Dataflow CI/CD with Github actions

Published in

Israeli Tech Radar

7 min readJan 4, 2022

Data pipelines are a very common tool for data processing. After writing my code for Dataflow and testing it, I turned to the task of the continuous integration and deployment (aka CI/CD) of the pipeline jobs. This post will detail how I had done it with Github actions.

Dataflow

First, let’s remind ourselves what Dataflow is:

Dataflow is a managed service in the Google cloud platform (aka GCP) for “Unified stream and batch data processing that’s serverless, fast, and cost-effective.”

Dataflow is based on Apache Beam, a unified model for defining both batch- and streaming-data parallel-processing pipelines, meaning I practically wrote a Beam job and ran it with a Dataflow runner to deploy the job to GCP.

My technical stack is:

Apache Beam Java SDK
Kotlin — cross-platform, statically typed, general-purpose programming language with type inference.
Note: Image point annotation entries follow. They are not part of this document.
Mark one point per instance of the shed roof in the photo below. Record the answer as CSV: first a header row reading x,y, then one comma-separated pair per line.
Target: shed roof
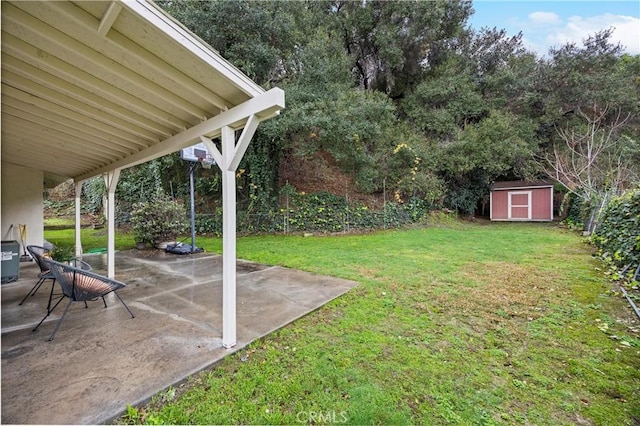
x,y
91,86
521,184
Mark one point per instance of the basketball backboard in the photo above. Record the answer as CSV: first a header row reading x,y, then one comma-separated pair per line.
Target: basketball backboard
x,y
197,153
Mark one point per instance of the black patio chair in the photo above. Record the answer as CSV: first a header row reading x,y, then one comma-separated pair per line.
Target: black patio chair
x,y
79,285
40,255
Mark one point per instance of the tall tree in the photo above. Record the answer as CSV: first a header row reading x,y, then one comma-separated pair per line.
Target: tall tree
x,y
592,107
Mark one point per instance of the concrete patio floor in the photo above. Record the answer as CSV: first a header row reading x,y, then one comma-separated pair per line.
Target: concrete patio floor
x,y
102,359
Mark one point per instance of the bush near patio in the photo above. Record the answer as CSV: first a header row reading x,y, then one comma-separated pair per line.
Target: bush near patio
x,y
157,220
618,234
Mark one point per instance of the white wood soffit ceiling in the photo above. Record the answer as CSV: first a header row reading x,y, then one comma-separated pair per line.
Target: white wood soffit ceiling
x,y
92,85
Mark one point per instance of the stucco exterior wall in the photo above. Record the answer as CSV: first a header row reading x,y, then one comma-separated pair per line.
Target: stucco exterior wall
x,y
22,203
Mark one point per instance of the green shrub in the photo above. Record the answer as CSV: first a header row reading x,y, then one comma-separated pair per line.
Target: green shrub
x,y
62,253
160,219
618,234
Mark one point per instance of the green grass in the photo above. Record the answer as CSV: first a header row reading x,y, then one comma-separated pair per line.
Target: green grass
x,y
91,238
467,324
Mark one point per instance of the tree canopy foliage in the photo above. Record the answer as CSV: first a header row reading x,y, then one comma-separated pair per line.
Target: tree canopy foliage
x,y
407,98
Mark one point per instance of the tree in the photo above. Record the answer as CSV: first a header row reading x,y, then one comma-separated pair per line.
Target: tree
x,y
592,107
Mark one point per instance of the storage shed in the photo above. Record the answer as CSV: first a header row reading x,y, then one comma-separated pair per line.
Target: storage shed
x,y
522,201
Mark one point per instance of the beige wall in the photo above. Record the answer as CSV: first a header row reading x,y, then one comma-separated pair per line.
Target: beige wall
x,y
22,203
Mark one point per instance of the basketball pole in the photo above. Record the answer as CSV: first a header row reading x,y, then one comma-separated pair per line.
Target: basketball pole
x,y
193,208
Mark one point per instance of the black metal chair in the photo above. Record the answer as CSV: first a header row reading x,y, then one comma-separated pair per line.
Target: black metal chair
x,y
79,285
40,255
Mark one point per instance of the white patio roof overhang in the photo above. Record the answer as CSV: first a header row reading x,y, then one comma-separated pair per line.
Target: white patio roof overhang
x,y
92,87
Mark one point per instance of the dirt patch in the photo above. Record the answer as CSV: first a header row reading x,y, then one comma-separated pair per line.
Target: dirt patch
x,y
500,295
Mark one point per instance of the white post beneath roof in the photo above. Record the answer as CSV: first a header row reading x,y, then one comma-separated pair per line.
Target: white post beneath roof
x,y
228,240
111,181
78,217
228,162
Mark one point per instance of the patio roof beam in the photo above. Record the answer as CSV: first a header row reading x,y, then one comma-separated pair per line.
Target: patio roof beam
x,y
111,181
109,18
264,105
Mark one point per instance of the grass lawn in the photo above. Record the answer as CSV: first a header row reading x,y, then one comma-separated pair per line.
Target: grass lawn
x,y
465,324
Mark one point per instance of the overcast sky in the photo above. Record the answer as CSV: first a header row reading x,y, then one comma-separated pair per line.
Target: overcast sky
x,y
553,23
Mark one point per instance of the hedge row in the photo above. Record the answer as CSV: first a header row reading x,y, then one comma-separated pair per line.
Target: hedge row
x,y
618,234
320,213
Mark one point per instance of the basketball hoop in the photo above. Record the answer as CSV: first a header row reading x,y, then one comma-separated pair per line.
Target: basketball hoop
x,y
198,154
202,158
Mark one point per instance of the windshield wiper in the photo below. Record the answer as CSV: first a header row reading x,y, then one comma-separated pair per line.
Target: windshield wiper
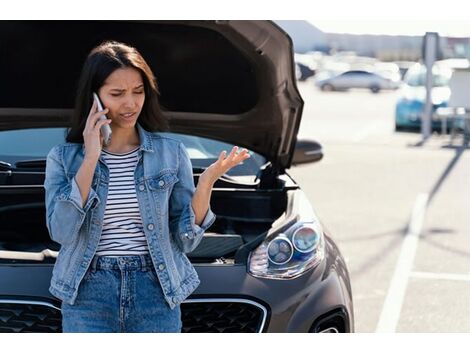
x,y
4,166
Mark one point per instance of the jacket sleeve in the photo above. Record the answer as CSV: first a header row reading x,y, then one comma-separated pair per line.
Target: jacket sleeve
x,y
64,212
183,227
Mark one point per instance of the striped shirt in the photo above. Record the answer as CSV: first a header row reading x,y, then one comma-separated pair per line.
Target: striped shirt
x,y
122,232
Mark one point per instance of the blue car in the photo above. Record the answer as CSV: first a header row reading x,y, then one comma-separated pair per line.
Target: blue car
x,y
412,97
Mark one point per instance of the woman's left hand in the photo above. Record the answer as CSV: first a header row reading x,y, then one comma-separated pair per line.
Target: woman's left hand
x,y
223,164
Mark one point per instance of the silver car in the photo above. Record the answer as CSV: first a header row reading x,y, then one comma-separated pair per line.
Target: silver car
x,y
357,79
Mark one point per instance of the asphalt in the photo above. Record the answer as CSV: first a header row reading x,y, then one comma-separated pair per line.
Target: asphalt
x,y
365,190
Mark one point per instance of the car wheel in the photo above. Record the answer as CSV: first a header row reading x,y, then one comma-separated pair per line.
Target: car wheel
x,y
327,87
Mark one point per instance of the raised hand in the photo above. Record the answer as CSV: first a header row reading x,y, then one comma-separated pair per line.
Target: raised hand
x,y
223,164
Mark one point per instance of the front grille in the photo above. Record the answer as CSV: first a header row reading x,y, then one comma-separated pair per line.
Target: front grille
x,y
29,318
197,316
236,316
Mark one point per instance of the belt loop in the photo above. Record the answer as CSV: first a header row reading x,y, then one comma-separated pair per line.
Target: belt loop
x,y
94,263
143,262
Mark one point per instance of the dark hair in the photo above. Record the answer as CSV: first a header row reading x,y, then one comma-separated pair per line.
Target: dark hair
x,y
100,63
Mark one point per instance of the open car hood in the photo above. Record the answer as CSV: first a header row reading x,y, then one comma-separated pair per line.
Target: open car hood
x,y
229,80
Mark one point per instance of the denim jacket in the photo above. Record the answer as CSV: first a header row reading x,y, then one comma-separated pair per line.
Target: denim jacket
x,y
164,186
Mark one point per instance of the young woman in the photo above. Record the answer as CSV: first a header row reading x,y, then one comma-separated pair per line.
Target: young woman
x,y
125,213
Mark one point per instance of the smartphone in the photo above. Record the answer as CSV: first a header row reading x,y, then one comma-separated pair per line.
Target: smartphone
x,y
105,129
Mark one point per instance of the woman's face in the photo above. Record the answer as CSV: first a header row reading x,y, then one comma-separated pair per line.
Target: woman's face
x,y
123,94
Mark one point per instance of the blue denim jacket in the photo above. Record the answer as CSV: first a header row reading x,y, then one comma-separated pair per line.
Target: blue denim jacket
x,y
164,187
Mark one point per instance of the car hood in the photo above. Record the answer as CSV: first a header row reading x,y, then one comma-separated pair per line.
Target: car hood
x,y
232,81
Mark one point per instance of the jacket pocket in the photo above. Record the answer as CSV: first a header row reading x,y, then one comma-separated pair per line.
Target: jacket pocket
x,y
163,181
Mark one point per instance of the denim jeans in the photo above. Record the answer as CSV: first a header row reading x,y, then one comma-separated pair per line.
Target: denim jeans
x,y
121,294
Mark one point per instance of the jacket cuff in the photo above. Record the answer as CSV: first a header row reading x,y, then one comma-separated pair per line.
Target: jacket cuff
x,y
76,198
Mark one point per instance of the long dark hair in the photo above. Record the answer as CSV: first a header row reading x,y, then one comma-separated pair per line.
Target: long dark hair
x,y
100,63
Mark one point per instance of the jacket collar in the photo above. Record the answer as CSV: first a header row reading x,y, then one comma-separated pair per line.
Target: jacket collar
x,y
145,140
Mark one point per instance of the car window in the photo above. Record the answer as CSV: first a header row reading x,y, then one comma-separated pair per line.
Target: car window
x,y
35,143
417,78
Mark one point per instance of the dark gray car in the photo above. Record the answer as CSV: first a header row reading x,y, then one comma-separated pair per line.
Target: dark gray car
x,y
267,264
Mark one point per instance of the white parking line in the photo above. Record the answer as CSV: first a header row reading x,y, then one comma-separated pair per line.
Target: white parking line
x,y
440,276
361,135
393,302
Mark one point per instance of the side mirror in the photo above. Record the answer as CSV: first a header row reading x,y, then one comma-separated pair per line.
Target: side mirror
x,y
307,151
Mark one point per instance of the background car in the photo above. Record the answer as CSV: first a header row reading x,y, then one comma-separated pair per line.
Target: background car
x,y
412,96
267,264
357,79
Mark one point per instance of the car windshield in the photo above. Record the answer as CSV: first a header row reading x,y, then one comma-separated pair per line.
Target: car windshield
x,y
418,78
35,143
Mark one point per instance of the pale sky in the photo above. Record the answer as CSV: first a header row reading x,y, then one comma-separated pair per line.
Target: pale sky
x,y
457,28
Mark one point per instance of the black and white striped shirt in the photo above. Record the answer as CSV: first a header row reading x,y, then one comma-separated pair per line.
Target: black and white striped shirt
x,y
122,232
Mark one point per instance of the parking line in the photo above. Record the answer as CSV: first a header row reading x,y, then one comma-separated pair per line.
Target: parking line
x,y
391,310
365,132
440,276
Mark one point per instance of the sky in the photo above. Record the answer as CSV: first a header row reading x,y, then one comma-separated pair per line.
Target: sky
x,y
453,28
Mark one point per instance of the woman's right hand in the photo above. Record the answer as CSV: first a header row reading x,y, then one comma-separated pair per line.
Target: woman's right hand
x,y
91,134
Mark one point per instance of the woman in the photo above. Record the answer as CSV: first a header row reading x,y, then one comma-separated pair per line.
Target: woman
x,y
126,213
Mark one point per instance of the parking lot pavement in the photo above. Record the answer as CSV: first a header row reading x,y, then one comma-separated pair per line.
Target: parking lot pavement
x,y
366,190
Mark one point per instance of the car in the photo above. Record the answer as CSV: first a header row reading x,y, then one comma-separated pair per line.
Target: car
x,y
268,263
357,79
303,72
412,97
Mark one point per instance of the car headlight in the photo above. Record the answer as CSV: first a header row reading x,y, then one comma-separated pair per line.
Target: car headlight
x,y
288,254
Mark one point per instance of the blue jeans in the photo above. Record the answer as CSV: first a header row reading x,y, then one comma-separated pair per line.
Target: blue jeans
x,y
120,294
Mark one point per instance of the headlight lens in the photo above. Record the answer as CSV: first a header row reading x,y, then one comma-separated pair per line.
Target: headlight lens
x,y
288,254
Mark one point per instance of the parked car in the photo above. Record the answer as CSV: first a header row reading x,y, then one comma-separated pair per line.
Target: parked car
x,y
412,97
357,79
267,264
303,71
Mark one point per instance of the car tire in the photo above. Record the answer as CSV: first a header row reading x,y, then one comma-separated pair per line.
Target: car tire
x,y
327,87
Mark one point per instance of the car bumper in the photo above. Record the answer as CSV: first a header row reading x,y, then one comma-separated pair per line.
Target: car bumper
x,y
228,300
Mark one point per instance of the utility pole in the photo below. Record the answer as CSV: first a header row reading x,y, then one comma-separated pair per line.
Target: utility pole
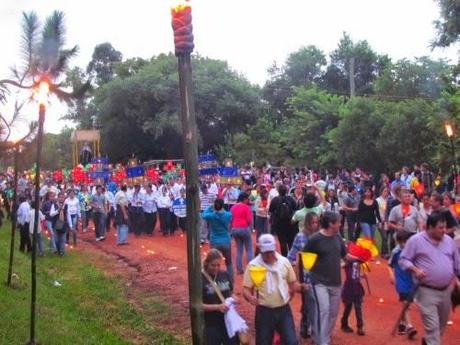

Kotlin is designed to interoperate fully with Java
Gradle — build automation tool for multi-language software development
Github actions — allows building, testing, and deploying your code right from GitHub
gcloud — the primary CLI tool to create and manage Google Cloud resources

Running Dataflow jobs

In order for a Beam job to be sent to the Dataflow platform, running the application (i.e. the Main class) is required with the Dataflow runner and some GCP arguments. Meaning sending the job looks something like:

java -cp my-jar.jar com.tikal.Mainkt \
--runner=DataflowRunner \
--serviceAccount=**** \
--subnetwork=*** \
--region=****

The reason I specified the main class is because we have multiple jobs in one jar file.

CI

The goals of CI were-

Run unit tests
Build a self contained jar file
Upload the jar to the company’s jars library
Make the file accessible to the CD stages, which will follow

Run unit tests

To run unit tests, we used Gradle’s ‘build’ task which already includes running unit tests:

./gradlew build

By adding this command to a workflow step, unit tests are included in the CI.

Self contained jar

A self contained jar, means a jar which contains all its dependencies and is ready to run with the command:

java -jar my-jar.jar

The reason for that is that the job runs on a Serverless platform and thus as a developer I have very little control on the classpath in which it runs. In addition this would make running the jar in the CD stage much easier for the same reason.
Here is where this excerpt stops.